Le Sainte Suaire

Torino est depuis toujours une ville imprégnée d’une atmosphère mystique, qui se respire même de nos jours à l’occasion de l’ostension du Saint Suaire, le linge sacré qui entoura le corps du Christ, conservé à l’intérieur de la Cathédrale Saint-Jean, dôme de la Renaissance.

 

Mais qu’est-ce que le Saint Suaire ? Un drap de lin tissé en chevron, d’environ 4,41x1,13 m, contenant l’image frontale et dorsale du cadavre d’un homme mort à la suite de tourments suivis de la crucifixion ; l’avant et l’arrière de la tête se joignent. Cette image est entourée de deux lignes noires roussies et d’une série de lacunes, dues à l’incendie qui avait affecté la toile à Chambéry en 1532. Selon la tradition - il n’existe pas encore de preuves - il s’agit du linceul cité dans les Evangiles, qui enveloppa le corps de Jésus dans le sépulcre.

 

Les premiers témoignages documentaires sûrs remontent au milieu du XIVe siècle, quand le chevalier Geoffroy de Charny déposa le linge dans l’église qu’il avait fondée en 1353 à Lirey, en France. Dans la première moitié du XVe siècle, pendant la Guerre de Cent Ans, Marguerite de Charny l’amena avec elle dans son périple à travers l’Europe jusqu’à ce qu’elle fut accueillie à Chambéry par les ducs de Savoie, qui devinrent propriétaires de la relique en 1453 et la gardèrent dans la Sainte-Chapelle du Saint-Suaire : le 4 décembre 1532 cette dernière est dévastée par un incendie qui causa d’importants dommages au Saint Suaire, réparés ensuite par les Soeurs Clarisses de la ville.
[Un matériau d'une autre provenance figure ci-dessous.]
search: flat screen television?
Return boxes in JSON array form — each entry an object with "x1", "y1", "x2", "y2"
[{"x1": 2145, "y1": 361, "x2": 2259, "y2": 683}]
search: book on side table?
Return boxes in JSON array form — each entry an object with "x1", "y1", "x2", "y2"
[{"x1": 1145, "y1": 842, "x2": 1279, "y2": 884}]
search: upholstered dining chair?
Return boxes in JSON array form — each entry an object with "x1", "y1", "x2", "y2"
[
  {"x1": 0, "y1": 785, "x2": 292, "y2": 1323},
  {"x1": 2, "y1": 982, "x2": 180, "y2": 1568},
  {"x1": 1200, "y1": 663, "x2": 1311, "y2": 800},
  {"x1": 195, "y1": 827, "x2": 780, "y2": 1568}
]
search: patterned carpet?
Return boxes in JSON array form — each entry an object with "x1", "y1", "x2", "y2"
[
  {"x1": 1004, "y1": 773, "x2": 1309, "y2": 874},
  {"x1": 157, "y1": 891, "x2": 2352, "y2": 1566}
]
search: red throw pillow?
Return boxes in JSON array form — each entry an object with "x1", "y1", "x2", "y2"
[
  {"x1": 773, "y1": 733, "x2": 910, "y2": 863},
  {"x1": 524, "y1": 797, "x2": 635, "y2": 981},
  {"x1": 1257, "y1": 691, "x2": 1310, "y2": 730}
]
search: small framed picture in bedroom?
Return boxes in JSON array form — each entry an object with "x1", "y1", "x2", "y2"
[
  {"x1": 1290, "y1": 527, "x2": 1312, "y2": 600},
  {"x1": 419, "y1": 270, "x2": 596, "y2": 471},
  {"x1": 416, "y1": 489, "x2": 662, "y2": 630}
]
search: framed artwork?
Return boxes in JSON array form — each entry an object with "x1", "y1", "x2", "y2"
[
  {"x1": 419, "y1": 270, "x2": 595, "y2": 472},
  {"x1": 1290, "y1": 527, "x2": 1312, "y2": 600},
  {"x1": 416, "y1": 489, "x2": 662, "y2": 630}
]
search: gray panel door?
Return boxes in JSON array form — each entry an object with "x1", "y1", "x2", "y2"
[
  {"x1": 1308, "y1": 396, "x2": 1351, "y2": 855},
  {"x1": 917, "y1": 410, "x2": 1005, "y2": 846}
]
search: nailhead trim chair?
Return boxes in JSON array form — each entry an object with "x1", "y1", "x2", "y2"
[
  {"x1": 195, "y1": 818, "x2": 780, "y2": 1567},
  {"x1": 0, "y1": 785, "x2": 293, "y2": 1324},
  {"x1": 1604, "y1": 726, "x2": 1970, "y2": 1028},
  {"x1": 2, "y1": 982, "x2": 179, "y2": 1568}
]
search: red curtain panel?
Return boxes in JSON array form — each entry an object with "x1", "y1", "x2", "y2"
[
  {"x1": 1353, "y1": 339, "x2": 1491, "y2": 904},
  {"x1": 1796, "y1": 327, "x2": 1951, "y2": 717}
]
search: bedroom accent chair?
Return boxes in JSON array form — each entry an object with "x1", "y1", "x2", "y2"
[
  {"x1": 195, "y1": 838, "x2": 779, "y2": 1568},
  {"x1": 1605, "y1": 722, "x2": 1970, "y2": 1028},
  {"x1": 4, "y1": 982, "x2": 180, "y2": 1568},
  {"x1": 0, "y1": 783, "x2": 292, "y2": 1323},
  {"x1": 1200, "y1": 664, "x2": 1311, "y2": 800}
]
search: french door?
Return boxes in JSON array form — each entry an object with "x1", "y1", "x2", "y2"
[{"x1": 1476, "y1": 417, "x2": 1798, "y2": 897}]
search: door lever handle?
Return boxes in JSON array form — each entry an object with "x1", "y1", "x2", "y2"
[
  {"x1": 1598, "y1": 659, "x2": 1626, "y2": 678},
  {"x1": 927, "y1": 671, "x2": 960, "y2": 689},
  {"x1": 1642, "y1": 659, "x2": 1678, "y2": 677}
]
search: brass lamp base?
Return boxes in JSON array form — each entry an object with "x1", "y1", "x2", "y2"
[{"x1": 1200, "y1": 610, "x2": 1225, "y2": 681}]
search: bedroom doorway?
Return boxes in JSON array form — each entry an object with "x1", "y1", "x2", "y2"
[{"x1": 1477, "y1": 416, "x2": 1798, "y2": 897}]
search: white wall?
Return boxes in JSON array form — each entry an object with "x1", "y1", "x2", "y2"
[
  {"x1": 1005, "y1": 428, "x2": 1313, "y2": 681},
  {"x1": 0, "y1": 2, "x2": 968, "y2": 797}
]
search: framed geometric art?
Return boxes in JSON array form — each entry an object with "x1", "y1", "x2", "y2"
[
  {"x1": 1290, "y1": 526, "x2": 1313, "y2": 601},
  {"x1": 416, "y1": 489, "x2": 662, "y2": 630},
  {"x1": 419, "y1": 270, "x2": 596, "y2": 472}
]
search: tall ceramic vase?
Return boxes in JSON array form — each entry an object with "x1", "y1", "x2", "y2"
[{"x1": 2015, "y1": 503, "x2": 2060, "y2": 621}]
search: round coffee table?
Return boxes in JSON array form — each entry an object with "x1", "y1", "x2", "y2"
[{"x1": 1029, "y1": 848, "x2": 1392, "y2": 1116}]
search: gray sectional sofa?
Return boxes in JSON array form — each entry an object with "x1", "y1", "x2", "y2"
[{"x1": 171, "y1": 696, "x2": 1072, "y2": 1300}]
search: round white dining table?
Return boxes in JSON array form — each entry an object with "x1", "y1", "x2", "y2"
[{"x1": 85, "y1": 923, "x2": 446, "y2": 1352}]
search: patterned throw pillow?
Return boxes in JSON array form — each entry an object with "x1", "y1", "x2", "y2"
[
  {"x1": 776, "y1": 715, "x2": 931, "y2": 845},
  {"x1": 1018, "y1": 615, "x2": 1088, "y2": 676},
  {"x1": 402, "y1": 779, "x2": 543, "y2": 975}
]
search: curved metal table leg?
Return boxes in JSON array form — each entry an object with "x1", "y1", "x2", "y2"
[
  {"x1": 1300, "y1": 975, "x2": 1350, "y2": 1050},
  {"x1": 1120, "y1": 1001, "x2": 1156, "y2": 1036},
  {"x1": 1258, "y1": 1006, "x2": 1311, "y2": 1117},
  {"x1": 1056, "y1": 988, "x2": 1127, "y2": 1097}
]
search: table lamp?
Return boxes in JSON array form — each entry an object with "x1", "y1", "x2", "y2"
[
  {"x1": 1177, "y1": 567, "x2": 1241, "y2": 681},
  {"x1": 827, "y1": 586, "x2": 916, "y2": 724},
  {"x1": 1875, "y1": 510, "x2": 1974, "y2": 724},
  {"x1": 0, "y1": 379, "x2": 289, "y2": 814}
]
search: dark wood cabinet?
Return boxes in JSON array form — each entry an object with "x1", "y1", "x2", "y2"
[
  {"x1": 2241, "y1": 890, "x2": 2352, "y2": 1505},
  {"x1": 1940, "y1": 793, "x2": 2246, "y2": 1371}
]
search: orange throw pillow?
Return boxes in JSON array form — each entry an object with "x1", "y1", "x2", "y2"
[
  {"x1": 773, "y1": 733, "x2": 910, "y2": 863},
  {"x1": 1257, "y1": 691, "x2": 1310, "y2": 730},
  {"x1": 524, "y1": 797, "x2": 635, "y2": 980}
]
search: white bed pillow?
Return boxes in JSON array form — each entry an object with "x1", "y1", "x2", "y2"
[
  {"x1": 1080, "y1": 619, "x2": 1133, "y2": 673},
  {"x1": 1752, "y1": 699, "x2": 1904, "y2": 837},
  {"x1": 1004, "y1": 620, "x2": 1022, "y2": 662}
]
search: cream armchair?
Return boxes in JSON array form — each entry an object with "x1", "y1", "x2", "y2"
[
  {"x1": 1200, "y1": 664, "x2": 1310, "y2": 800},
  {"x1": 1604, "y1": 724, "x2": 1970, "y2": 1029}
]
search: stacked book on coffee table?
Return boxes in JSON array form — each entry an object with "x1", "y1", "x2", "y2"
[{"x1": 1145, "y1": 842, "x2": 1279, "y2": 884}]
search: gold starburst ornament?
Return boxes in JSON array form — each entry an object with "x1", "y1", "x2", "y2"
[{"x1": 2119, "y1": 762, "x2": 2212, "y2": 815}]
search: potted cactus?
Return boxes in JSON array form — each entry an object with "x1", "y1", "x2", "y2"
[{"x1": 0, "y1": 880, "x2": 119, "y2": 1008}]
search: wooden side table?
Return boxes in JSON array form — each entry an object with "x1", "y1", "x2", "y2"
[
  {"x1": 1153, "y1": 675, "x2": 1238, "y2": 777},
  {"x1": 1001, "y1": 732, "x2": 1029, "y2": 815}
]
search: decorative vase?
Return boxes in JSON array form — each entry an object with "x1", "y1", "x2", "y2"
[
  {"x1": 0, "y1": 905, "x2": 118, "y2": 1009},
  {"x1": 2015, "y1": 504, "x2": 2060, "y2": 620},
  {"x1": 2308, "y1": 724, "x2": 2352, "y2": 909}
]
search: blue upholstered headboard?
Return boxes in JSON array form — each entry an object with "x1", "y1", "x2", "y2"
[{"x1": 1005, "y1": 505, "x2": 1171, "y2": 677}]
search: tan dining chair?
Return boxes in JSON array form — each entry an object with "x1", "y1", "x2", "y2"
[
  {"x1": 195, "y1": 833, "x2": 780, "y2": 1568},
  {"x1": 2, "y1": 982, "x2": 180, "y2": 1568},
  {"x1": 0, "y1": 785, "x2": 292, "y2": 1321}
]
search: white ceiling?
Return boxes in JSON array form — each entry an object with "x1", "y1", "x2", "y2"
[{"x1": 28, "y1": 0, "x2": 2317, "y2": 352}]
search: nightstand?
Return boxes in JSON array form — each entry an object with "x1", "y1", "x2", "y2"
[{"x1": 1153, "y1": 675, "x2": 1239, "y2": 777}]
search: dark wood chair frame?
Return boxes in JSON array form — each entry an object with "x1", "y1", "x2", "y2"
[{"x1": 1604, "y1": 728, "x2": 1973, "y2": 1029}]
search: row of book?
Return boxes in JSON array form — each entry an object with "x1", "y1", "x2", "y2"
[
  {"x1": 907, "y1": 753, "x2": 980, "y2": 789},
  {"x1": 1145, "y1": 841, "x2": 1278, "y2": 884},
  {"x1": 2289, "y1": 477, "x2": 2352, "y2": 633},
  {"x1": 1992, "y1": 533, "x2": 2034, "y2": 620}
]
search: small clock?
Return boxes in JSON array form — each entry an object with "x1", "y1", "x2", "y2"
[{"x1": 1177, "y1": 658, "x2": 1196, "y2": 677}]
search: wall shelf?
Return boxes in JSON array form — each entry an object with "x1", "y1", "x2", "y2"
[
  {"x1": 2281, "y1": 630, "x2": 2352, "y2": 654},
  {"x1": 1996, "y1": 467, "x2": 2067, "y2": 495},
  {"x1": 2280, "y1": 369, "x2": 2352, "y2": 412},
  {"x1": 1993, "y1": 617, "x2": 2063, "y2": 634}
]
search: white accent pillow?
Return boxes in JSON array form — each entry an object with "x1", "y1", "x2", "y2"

En 1578 Emmanuel-Philibert fit transporter la relique à Torino pour offrir à Carlo Borromeo, Archevêque de Milano, la possibilité de la vénérer en lui épargnant la fatigue du long voyage qu’il aurait dû affronter pour rejoindre Chambéry. Et elle y resta définitivement.

 

Dans la nuit entre le 11 et le 12 avril 1997 un furieux incendie dévasta la Chapelle du Saint-Suaire de Guarino Guarini (XVIIe siècle), s’étendant également à la tour nord-ouest du Palais Royal à une température de plus de 1 000 degrés centigrades. Le Saint Suaire ne fut pas directement intéressé car il avait été transféré dans la cathédrale en 1993 afin de permettre la restauration de la chapelle ; toutefois, pour des raisons de sécurité, il fut décidé de briser le vitrage pare-balles qui le protégeait et de le transporter au Palais de l’archevêché, afin d’éviter les risques d’écroulement et les éventuels dégâts provoqués par les lances à eau des pompiers.

 

En 2002 il a fallu restaurer le tissu, car avec le temps les tensions des coutures du XVIe siècle avaient rendu les plis plus profonds et les résidus organiques pouvaient compromettre sa conservation : les pans de tissu brûlé et les pièces appliquées par les Clarisses furent donc enlevés ; des études et relevés furent effectués par la même occasion, avec des instruments spécialement construits.
 

Aujourd’hui le Saint Suaire est conservé étendu à l’horizontale sous une châsse étanche - en l’absence d’air et en présence d’un gaz inerte - réalisée par Alenia Spazio e Microtecnica en recourant aux technologies les plus avancées dans le domaine aérospatial, tandis que la surface supérieure est constituée de verre de sécurité feuilleté multicouche ; la châsse est à son tour protégée par un « sarcophage » multicouche capable de fournir une résistance mécanique considérable et une protection efficace en cas d’incendie. Un système informatisé permet de surveiller en permanence les paramètres de la châsse et de la chapelle où il se trouve (dans le transept gauche de la cathédrale).

 

Les dernières ostensions du Saint-Suaire ont eu lieu en 1978, 1998, 2000, 2010 et 2015.